L’exposé de Marc Tessier s’est déroulé en trois temps et a ensuite été suivi d’échanges nombreux avec les participants.
1. L’apport de la numérisation à la politique générale d’accès au patrimoine écrit
La numérisation est une façon extraordinaire de préserver le patrimoine. Elle permet de stocker, conserver et mettre à disposition les ouvrages, avec des fonctionnalités supplémentaires de recherche. La BnF est un des pionniers de la numérisation des bibliothèques.
Toutefois des problèmes importants se posent : pérennité et maintenance du stockage numérique, mode d’indexation, qualité de numérisation...
Au départ, la BNF a retenu un choix « intelligent » : elle a choisi de numériser une sélection raisonnée du patrimoine et de travailler sur les méthodes de consultation.
Google a retenu une option différente en privilégiant la numérisation de masse, avec des partenaires, et en donnant accès aux contenus avec un processus différent (feuilletage, ...).
La plupart des grandes bibliothèques sont confrontées à des problèmes financiers, liés à la complexité de la numérisation du patrimoine et au développement de nouveaux usages. Face à ces difficultés de financement, Google a proposé des partenariats aux bibliothèques pour financer la numérisation, avec une exclusivité de 25 ans pour les usages commerciaux. Si cette solution a séduit les universités américaines, certaines, comme la Bibliothèque nationale de France et la Bibliothèque du Congrès aux Etats-Unis n’ont pas voulu entrer dans ce jeu.
L’absence du patrimoine français dans l’univers Google est, aujourd’hui, problématique. Comment faire exister un mécanisme propre, indépendant de ce grand système et donc peu visible pour les internautes du monde ? L’idée d’un partenariat avec Google semble séduisante, mais soulève de nombreuses questions :
Quels sont les usages possibles des fichiers numériques dont Google fournit une copie aux bibliothèques partenaires ? Est-ce que le standard utilisé est de qualité suffisante ?
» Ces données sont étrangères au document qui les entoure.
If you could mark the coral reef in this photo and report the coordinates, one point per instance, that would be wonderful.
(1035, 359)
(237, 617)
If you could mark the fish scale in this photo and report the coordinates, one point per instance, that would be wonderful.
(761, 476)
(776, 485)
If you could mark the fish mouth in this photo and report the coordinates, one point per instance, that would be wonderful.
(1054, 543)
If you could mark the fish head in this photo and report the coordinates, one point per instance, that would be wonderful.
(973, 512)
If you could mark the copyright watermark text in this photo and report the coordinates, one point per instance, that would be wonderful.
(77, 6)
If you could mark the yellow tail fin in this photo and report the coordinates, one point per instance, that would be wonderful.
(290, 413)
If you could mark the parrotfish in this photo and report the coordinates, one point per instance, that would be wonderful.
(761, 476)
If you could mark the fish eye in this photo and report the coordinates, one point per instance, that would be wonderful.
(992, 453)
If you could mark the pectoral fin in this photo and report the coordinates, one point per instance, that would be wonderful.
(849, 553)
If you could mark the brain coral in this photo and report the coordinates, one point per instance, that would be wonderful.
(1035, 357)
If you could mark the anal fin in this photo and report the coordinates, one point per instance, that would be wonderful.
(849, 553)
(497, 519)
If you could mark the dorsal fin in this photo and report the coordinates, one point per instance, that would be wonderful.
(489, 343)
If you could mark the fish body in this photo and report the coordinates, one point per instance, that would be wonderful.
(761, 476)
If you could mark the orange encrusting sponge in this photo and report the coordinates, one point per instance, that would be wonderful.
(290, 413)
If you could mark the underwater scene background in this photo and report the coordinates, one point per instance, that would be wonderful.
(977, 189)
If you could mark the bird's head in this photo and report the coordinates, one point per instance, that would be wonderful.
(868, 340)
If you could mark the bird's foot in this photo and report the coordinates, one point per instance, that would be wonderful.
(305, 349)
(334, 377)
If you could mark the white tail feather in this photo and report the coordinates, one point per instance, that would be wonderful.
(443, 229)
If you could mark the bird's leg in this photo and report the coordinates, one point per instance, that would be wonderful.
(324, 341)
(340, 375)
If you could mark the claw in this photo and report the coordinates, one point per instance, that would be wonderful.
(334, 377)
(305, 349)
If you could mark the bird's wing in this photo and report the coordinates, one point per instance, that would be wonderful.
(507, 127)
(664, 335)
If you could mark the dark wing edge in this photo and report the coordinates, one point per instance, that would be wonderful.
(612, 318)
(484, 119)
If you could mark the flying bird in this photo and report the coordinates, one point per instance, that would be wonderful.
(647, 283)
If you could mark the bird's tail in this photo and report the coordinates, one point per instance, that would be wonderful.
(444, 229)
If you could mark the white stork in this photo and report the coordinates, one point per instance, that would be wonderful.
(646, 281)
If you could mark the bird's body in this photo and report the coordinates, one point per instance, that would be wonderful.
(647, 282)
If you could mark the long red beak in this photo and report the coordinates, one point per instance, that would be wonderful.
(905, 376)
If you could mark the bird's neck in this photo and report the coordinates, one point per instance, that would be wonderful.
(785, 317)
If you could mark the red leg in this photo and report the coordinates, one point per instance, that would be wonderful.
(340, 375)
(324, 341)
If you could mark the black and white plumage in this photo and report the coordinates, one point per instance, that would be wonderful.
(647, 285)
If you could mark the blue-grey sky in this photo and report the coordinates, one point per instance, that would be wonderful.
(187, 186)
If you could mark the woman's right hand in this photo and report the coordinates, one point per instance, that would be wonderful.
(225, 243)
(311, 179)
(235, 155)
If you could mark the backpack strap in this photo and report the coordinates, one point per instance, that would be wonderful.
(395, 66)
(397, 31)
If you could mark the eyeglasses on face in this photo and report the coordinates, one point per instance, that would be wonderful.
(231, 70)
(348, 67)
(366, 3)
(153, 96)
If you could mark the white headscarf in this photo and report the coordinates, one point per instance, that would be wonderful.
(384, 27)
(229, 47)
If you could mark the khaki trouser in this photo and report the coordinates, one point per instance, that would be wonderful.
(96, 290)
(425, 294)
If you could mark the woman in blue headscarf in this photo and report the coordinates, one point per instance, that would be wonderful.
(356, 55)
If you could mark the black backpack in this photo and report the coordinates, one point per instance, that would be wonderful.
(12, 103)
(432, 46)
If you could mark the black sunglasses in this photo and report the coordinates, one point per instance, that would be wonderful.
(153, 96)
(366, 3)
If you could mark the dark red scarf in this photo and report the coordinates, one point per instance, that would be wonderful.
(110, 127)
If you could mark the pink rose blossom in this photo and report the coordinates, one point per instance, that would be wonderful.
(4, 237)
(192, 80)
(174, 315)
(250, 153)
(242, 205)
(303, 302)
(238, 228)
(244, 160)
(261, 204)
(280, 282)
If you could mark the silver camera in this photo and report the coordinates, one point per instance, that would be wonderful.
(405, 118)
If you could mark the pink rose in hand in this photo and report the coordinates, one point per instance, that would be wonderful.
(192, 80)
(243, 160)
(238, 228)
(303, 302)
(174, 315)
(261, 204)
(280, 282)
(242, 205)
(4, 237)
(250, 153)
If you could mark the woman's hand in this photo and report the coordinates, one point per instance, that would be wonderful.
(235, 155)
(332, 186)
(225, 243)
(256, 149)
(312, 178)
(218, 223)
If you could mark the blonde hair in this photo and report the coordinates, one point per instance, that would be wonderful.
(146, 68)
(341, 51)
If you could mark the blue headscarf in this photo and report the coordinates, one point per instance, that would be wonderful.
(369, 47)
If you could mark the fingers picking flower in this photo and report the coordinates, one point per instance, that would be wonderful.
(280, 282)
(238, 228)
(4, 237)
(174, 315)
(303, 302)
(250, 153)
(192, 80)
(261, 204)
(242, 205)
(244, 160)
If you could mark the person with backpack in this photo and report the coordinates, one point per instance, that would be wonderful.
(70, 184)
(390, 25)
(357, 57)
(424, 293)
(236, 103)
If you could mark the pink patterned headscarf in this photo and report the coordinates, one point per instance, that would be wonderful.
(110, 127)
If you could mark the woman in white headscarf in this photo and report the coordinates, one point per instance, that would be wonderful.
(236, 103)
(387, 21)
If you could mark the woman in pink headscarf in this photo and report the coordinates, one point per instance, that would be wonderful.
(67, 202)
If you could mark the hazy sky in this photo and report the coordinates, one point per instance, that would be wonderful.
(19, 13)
Le fait de confier à un seul partenaire une exclusivité, n’est-il pas « disproportionné » compte tenu de l’effort millénaire des bibliothèques réalisé dans le stockage des ouvrages ?
Peut-on confier à un opérateur privé des ouvrages déposés à la Bibliothèque nationale au titre du dépôt légal et qui ne sont pas la propriété de celle-ci ?
Le président de la République a tranché le débat en s’engageant à fournir les moyens à la Bibliothèque nationale de France pour continuer la numérisation du patrimoine, en demandant la mise en œuvre d’un partenariat équilibré avec Google, avec des échanges de fichiers numériques pour faciliter l’accès aux auteurs français.
2. La question des droits d’auteur
Google a basé son argumentation relative aux droits d’auteur en s’appuyant sur le droit américain de fair-use et en argumentant que le droit d’auteur ne doit pas s’opposer à la diffusion de connaissances.
Un accord a été trouvé aux Etats-Unis entre les auteurs et éditeurs, basé sur un système d’opt-out pour les ayants-droit et une rémunération de 65% des éditeurs et ayants-droit. Cet accord ne concerne que les ouvrages de plus de 3 ans afin de ne pas concurrencer les libraires. Le juge n’a pas avalisé cet accord et a reporté sa décision, qui devrait intervenir dans 15 jours.
En France, Google ne numérise dans les bibliothèques que les ouvrages du domaine public (cf. accord de la bibliothèque municipale de Lyon).
Face à Google aujourd’hui deux problèmes subsistent : comment négocier avec un acteur qui a clairement transgressé le droit d’auteur et qui est, sur certains secteurs, dans une position de monopole. Si cette position dominante est un fait aujourd’hui, c’est son abus qui est illégal. Et se pose la stratégie à terme de Google : quel est son équilibre économique ? La publicité contextuelle peut-elle financer des numérisations de masse et la maintenance des fichiers ? Ou s’agit-il de consolider le moteur central par d’immenses bases de connaissances, se renforçant mutuellement (Google Maps, Scholar, News ?). Même s’il s’agit de politique interne à Google, cette politique a des conséquences en terme de position dominante et de qualité-maintenance des fichiers à long terme.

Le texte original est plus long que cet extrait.